Content-Security-Policy
A Content-Security-Policy HTTP header provides the ability to detect and mitigate some types of attacks, including Cross-Site Scripting (XSS) and data injection attacks. It is by default set on all responses from the Spotfire Server, except for the Web Player service. If you have added custom JavaScript in a cobranding package or similar, you might need to set a custom policy, or even switch off the functionality.
config export-config --force
config set-config-prop -n security.content-security-policy.enabled -v false
config import-config -c "Disabled Content-Security-Policy"
config export-config --force
config set-config-prop -n security.content-security-policy.enabled -v true
config import-config -c "Enabled Content-Security-Policy"
config export-config --force
config set-config-prop -n security.content-security-policy.report-only -v true
config import-config -c "Switched to Content-Security-Policy-Report-Only"
When the Content-Security-Policy header is enabled, the server includes the HTTP header "Content-Security-Policy" in all responses, except for the Web Player service. The reason for this is that the Web Player requires a more permissive policy then the rest of the system.

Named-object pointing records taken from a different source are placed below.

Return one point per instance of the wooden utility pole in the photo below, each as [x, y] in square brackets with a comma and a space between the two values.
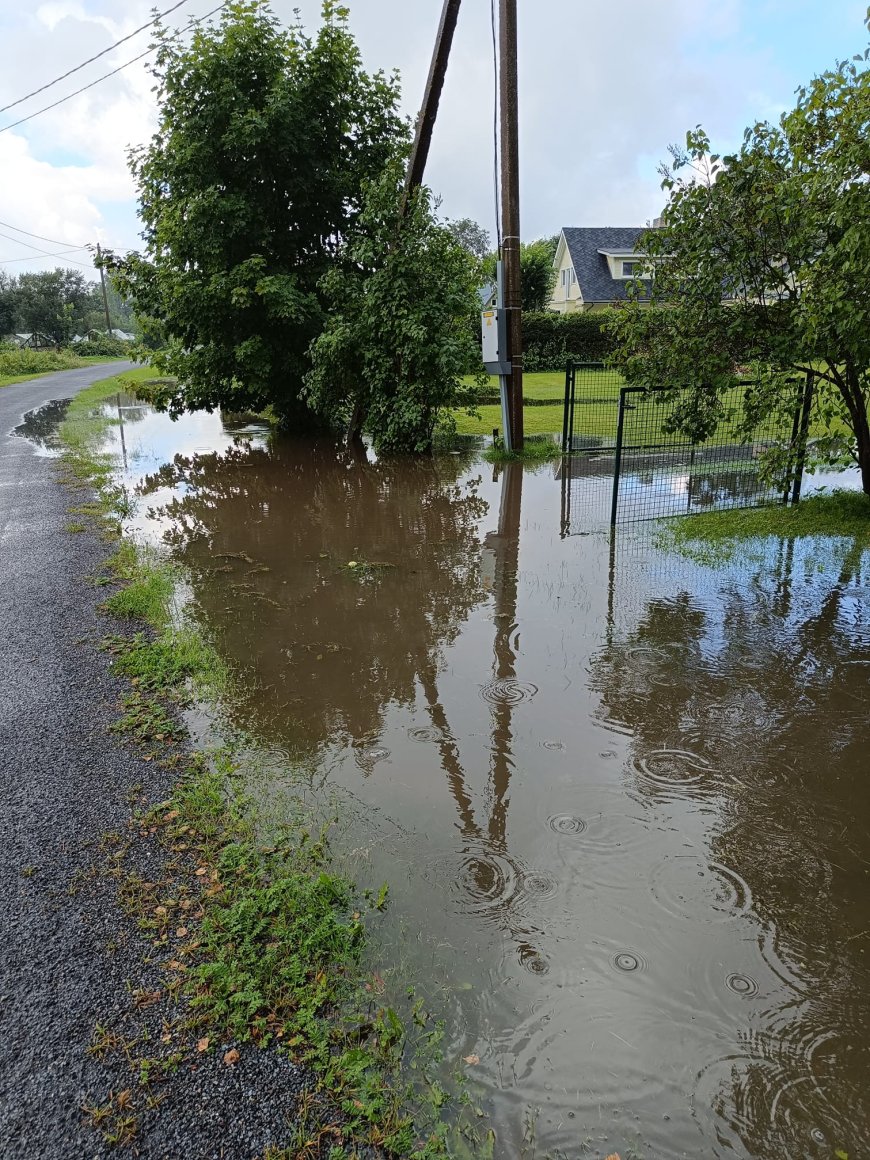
[102, 282]
[508, 101]
[432, 95]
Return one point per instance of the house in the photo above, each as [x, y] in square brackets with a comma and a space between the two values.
[35, 341]
[594, 266]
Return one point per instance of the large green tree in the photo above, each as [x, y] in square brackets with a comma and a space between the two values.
[265, 142]
[400, 334]
[762, 260]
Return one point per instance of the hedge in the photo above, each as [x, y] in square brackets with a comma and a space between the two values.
[550, 339]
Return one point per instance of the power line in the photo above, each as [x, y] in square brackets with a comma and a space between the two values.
[106, 75]
[92, 59]
[31, 258]
[495, 127]
[55, 241]
[44, 253]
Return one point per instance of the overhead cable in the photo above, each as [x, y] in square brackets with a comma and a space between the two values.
[106, 75]
[34, 258]
[44, 253]
[55, 241]
[92, 59]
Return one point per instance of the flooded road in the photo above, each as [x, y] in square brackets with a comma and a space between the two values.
[621, 799]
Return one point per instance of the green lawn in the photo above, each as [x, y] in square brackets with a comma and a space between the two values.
[536, 421]
[600, 384]
[551, 384]
[72, 364]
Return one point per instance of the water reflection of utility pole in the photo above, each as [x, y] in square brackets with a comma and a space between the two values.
[611, 587]
[121, 425]
[505, 548]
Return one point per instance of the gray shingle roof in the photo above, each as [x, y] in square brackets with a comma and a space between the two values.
[592, 269]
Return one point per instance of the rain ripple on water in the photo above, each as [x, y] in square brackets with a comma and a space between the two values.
[508, 691]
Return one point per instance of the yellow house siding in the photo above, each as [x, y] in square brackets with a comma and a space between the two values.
[566, 295]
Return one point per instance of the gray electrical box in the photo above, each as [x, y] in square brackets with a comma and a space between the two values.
[493, 330]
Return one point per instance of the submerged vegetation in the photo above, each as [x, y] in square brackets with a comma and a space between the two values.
[716, 536]
[256, 941]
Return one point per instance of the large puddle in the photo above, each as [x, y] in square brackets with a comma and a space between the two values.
[622, 800]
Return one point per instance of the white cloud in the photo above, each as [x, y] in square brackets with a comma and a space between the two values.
[606, 86]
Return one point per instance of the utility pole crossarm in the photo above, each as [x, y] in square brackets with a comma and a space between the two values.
[428, 111]
[508, 103]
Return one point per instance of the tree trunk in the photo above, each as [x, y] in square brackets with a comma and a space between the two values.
[862, 428]
[354, 428]
[863, 440]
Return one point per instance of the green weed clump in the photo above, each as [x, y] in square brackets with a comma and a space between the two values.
[535, 450]
[716, 536]
[263, 942]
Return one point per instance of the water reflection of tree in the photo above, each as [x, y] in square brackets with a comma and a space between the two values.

config export-config --force
config set-config-prop -n security.content-security-policy.directive -v <value>
config import-config -c "Customized Content-Security-Policy"
The current policy is logged on INFO level during startup of the
server and any violations of the policy by default will be logged in the
csp-violations.log log file.
For more information about what you can specify as the
<value>
, see the documentation about Content
Security Policy (CSP) for your web browser.